Authored by Dannae L. Delano
May 10, 2016
Let’s quickly recap the current Affordable Care Act (ACA) compliance landscape. Individuals must have minimum essential health coverage or pay an annual penalty. State and federal health exchanges will make subsidies available to qualified individuals whose employers do not offer them affordable, minimum value coverage and who meet certain income thresholds. Applicable large employers (50 or more full-time and full-time equivalent employees in the prior calendar year) must offer affordable, minimum value coverage to 95% or more of their full-time employees or pay penalties. Those same employers must report certain information both to employees and the IRS on Forms 1094 and 1095. The Internal Revenue Service (IRS) will utilize Forms 1094 and 1095 to:
• Verify individual subsidy eligibility;
• Enforce the individual mandate; and
• Enforce the employer mandate.
Those are the general rules, but who are the players and what roles do they play in the game? First, we have the enforcers—federal government agencies with defined responsibilities related to ACA compliance.
• The IRS will determine if individuals and employers are subject to fines and will determine if reconciliation of subsidies granted to ineligible individuals is necessary.
• The Centers for Medicare and Medicaid Services (CMS) will conduct income and employment verification for individuals applying for exchange-based coverage, verify employer-sponsored coverage, if any, and generally, oversee and administer state and federal exchanges.
• The Department of Health and Human Services (HHS) issues the regulations governing the subsidy appeals process and is responsible for administering appeals for both the federal and state exchanges.

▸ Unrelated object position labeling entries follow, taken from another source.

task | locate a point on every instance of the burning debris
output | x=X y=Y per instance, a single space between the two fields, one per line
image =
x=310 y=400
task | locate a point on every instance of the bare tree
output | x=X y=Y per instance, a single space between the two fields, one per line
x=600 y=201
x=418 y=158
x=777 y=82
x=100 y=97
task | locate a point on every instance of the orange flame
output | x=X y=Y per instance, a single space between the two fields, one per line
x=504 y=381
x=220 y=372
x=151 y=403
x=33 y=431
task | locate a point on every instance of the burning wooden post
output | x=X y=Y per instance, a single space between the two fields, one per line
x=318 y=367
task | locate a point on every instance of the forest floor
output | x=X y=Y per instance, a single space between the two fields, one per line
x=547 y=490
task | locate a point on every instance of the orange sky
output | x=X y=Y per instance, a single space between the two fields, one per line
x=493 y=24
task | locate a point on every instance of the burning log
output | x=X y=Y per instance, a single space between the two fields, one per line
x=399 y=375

Next, we have the pawns subject to the mandates—individuals mandated to obtain coverage and employers mandated to provide coverage to full-time employees. Individuals are potentially eligible for subsidies for exchange-based coverage and attest to important information required in the coverage application process. Employers are notified if an individual who is an employee receives a subsidy. Employers have a right to appeal subsidies awarded to individual employees and are burdened with proving their own compliance once a subsidy is granted to an individual employee. Interestingly, while some states have their own appeal processes, the federal exchanges will be responsible for 90% of the notifications and appeals for 2016.
The significance of an employer understanding its role in this game is vital because employer penalties are only assessed if individual employees are granted a subsidy for exchange-based coverage. The course of the game is fairly simple: individuals apply for coverage and subsidies are granted based on information given by the individuals. Next, employers are notified of a subsidy award and have the opportunity to appeal. Employers then report coverage information to the IRS. Finally, the IRS issues penalties to noncompliant individuals and noncompliant employers. If an employer does not utilize its opportunity to appeal, this can significantly impact the reconciliation of subsidies to individuals and the assessment of penalties against employers. The current rules allow employers one opportunity to appeal within 90 days of notification of a subsidy being granted to an individual employee who enrolls in exchange-based coverage. The federal exchange expects a June 1, 2016 release date for subsidy notifications. Connecticut, Maryland, Minnesota, and Washington are currently issuing their own subsidy notifications.
Wild Cards: there are already significant problems that have been identified for employers. First, the notifications are generated with individual employee-provided information that will NOT be verified. Consequently, employers with multiple locations could receive subsidy notifications at any mailing address of its locations. Notices will be both batched and sent individually so it will be difficult for an employer to control and process within the 90-day appeal period. Notifications frequently have little to no identifying information other than the individual employee’s name. Imagine receiving a notification for Joe Smith and determining which of your employees that is when you have several Joe Smiths working for your company.
Paper appeals are utilized for 2016, and forms are available online. Unfortunately, the forms are frequently being updated so employers must check the online forms frequently to ensure the right forms are being utilized. HHS appeal responses are inconsistent and difficult to manage. Finally, uncertainty surrounding the IRS penalty assessment (which may occur more than a year following the subsidy notification) means employers must decide whether or not to appeal a subsidy award before knowing the impact that award would have on its future penalty assessment.
An employer needs to take action to understand its appeal rights and the appeals process. Then, to avoid future penalty assessments, an employer must appeal subsidies that were erroneously awarded based on individual employee-provided information. Employers need to train responsible staff on how to identify subsidy notifications, assess whether or not to appeal, and handle HHS appeal responses or utilize and manage third parties handling those responsibilities.